Anfang Juni wurde ein Video von einer nun ehemaligen Mitarbeiterin des Catering-Service für den Fleischkonzern Tönnies auf verschiedenen sozialen Netzwerken veröffentlicht. Das Video zeigt, wie die Mitarbeiter*innen Deutschlands größter Fleischfabrik dicht aneinandergedrängt in einer Kantine von Tönnies in Rheda-Wiedenbrück, einer Stadt in Nordrhein-Westfalen, sitzen und essen. Von der filmenden Mitarbeiterin ist immer wieder der Satz: „Wie sollen wir uns hier schützen“ zu hören. Tönnies reagierte auf das Video und bestätigte seine Echtheit. Doch wie gravierend sind die Auswirkungen wirklich? Hat sich Corona in dem Unternehmen stärker verbreitet und ist das Virus auch auf das Fleisch übertragen worden?

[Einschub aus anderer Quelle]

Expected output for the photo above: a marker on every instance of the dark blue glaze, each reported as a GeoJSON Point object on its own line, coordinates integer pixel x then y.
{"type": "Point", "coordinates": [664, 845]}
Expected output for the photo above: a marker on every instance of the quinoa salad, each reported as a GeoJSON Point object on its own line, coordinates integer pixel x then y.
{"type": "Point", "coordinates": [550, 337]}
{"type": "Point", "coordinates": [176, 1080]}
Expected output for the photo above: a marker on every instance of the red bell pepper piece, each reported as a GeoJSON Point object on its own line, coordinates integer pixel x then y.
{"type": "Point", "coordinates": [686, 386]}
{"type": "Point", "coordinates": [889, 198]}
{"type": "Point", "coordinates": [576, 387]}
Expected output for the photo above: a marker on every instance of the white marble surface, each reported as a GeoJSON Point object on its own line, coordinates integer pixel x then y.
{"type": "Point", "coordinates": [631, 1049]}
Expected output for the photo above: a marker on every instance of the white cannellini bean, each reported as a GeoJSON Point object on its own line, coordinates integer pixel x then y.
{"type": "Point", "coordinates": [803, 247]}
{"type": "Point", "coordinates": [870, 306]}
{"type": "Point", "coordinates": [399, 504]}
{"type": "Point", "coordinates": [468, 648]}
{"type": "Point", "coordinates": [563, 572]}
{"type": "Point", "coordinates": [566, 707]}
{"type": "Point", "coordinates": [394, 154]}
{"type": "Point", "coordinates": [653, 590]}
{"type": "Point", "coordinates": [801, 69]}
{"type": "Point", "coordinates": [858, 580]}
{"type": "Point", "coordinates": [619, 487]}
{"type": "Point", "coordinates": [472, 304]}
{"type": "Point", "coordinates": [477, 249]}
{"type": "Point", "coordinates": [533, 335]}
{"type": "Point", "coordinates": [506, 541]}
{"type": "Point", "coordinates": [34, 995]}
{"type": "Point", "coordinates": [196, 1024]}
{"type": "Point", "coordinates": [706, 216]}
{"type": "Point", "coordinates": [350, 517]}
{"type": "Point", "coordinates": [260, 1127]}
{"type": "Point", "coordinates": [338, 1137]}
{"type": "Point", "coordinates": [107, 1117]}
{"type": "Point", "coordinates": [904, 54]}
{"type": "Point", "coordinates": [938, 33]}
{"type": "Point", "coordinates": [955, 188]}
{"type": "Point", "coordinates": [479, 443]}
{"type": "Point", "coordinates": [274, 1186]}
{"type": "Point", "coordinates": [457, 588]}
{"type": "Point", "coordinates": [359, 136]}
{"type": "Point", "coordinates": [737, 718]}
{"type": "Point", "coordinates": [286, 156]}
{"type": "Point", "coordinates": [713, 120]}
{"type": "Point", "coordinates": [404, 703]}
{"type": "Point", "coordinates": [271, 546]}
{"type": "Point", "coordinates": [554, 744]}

Es ist noch ungeklärt, ob das Video vor oder nach den Corona-Vorsichtsmaßnahmen entstand. Seit dem 28. März ist das Video im Umlauf, die Beschränkungen traten aber schon ab dem 22. März in NRW in Kraft. Der Catering-Mitarbeiterin wurde nach einer gerichtlichen Auseinandersetzung schlussendlich fristgerecht gekündigt. Bis zum 22. Juni waren bereits 1331 der 7000 Tönnies Mitarbeiter*innen in Rheda-Wiedenbrück infiziert. Während im Rest des Landes überall Lockerungen stattfanden, verhängte Nordrhein-Westfalens Ministerpräsident Armin Laschet allerdings einen Lockdown bis zum 30. Juni über den ganzen Landkreis Gütersloh. Konkret bedeutet das Kontaktbeschränkungen, die erneute Schließung von Museen und Restaurantbesuche nur für Personen aus dem gleichen Haushalt. Die Landesregierung hat außerdem Polizist*innen losgeschickt, die kontrollieren sollen, ob die Tönnies Mitarbeiter*innen und die restlichen Personen des jeweiligen Hausstandes in ihrer Quarantäne verbleiben.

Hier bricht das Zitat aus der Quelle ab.